A Nashville woman, who delivers the news every week to Middle Tennessee's black community, started the local paper at an age when most people start thinking about retirement.

Twenty-one years ago, at age of 56, Rosetta Miller-Perry decided the African-American community needed a newspaper of its own, and it had to be headquartered on historic Jefferson Street.

The big banks in town didn't like the idea and wouldn't give her a loan, so she put up $70,000 of her own money and went to work.

Today, she is still working at her Tennessee Tribune, where she is surrounded by the significance of her last 20 years on Jefferson Street.

Certificates, awards and trophies help define the gratitude.

"We inform the community about the good things of African-American life. We don't do the drug scene, we don't write about crime, only talk about positive things," Miller-Perry said.

The newspaper she created and still leads gives a weekly voice to African Americans.

Health updates, neighborhood issues and entertainment fill the pages for her 150,000 weekly readers.

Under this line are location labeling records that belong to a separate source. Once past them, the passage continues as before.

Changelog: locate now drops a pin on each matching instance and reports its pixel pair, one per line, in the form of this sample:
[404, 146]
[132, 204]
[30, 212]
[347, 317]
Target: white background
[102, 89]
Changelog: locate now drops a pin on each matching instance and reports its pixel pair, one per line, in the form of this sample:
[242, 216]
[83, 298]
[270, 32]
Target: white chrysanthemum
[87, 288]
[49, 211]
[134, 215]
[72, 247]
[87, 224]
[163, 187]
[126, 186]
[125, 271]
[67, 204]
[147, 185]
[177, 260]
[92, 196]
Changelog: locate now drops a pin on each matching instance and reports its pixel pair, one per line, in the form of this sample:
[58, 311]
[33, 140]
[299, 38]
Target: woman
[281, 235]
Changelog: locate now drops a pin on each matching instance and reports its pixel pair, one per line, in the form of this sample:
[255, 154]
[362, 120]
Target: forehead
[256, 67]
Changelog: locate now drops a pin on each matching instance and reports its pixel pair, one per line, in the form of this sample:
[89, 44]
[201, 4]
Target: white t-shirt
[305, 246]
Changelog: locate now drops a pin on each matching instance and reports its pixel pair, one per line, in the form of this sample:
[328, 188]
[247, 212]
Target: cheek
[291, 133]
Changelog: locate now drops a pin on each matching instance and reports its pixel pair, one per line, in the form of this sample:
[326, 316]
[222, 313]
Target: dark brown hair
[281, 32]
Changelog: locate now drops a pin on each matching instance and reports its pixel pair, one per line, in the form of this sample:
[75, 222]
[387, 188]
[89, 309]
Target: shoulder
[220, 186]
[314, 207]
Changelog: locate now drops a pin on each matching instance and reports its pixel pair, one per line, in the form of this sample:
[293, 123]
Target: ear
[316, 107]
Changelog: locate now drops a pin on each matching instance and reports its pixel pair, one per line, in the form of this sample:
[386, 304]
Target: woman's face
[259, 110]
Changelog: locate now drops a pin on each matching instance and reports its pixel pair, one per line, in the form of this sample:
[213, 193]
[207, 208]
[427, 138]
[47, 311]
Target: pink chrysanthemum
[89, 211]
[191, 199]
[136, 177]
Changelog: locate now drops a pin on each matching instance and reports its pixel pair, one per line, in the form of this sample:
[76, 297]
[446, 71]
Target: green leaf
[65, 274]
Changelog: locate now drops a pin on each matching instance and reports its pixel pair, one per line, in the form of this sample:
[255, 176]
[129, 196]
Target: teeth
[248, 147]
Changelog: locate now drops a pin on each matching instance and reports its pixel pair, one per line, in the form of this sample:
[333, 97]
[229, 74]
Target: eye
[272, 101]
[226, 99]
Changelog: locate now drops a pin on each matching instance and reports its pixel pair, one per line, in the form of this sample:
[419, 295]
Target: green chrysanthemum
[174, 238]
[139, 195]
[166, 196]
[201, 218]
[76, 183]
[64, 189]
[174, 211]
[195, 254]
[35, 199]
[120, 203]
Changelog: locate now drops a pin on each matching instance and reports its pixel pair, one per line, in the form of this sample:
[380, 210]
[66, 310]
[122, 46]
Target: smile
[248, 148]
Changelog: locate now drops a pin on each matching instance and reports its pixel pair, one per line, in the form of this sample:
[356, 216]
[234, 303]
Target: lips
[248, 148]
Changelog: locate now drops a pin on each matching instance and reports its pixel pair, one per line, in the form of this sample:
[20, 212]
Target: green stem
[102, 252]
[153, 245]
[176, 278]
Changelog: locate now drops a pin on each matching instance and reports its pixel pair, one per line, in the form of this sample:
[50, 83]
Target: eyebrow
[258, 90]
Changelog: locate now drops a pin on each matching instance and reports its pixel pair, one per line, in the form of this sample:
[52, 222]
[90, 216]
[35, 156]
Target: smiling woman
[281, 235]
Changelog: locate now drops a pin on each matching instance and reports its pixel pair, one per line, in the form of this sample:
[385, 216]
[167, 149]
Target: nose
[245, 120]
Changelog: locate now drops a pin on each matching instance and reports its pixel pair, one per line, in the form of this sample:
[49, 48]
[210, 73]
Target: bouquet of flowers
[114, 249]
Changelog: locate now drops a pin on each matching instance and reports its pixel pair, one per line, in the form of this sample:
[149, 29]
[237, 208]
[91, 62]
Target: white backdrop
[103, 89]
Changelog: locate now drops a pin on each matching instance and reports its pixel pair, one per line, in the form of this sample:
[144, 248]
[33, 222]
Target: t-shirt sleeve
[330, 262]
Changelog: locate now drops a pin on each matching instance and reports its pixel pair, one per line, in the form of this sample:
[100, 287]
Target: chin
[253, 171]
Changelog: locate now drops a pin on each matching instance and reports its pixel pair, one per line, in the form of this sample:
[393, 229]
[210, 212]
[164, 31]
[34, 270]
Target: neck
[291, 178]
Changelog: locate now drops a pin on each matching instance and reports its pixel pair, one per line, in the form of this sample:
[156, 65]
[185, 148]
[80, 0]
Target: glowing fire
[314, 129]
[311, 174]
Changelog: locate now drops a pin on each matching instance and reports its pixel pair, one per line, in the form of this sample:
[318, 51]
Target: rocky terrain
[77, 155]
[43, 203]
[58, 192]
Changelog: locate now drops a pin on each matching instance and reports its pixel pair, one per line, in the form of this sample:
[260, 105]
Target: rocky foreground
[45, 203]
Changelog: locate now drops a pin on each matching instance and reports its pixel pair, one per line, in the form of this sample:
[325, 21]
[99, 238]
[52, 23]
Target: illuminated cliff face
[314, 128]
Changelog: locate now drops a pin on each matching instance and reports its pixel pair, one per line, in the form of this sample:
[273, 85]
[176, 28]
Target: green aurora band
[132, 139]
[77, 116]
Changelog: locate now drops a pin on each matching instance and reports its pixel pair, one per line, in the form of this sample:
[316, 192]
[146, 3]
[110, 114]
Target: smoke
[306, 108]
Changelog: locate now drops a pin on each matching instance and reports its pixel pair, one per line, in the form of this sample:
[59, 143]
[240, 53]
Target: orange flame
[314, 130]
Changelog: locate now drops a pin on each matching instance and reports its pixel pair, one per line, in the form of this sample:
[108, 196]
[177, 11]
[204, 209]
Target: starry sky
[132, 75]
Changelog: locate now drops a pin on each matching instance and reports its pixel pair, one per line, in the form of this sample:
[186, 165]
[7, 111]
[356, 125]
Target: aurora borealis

"And we put the caption underneath the picture," she said.

Working for the Tribune can be a training ground for future journalists, but it requires commitment to the community.

"We don't just publish a newspaper, they have to be involved in the community. So, if you want to work for me, if somebody calls for a community event, it's the whole office," Miller-Perry said.

The library of archived papers preach the importance of the past. Samples include a Bill Cosby visit to Fisk University and reminders of Dr. Martin Luther King Jr.'s time in Nashville.

But the past is just part of her focus.

"So you've gotta be proud of who you are, what you're doing and where you're going," she said.

That brings us back to Jefferson Street, which is no longer as vibrant as it once was.

But Miller-Perry and her paper fight for its future, well aware that new businesses may be the only way it survives.

"We don't want to wipe out our history. So if no black businesses come here, we all move to a majority area of town. We wipe out our history and we will not have history for us," she said.

Miller-Perry has been an achiever all her life. The newspaper and Jefferson Street have just helped fill the last 20 years.

Also on her life's resume, she is a mother of three, a U.S. Navy veteran and a law school graduate.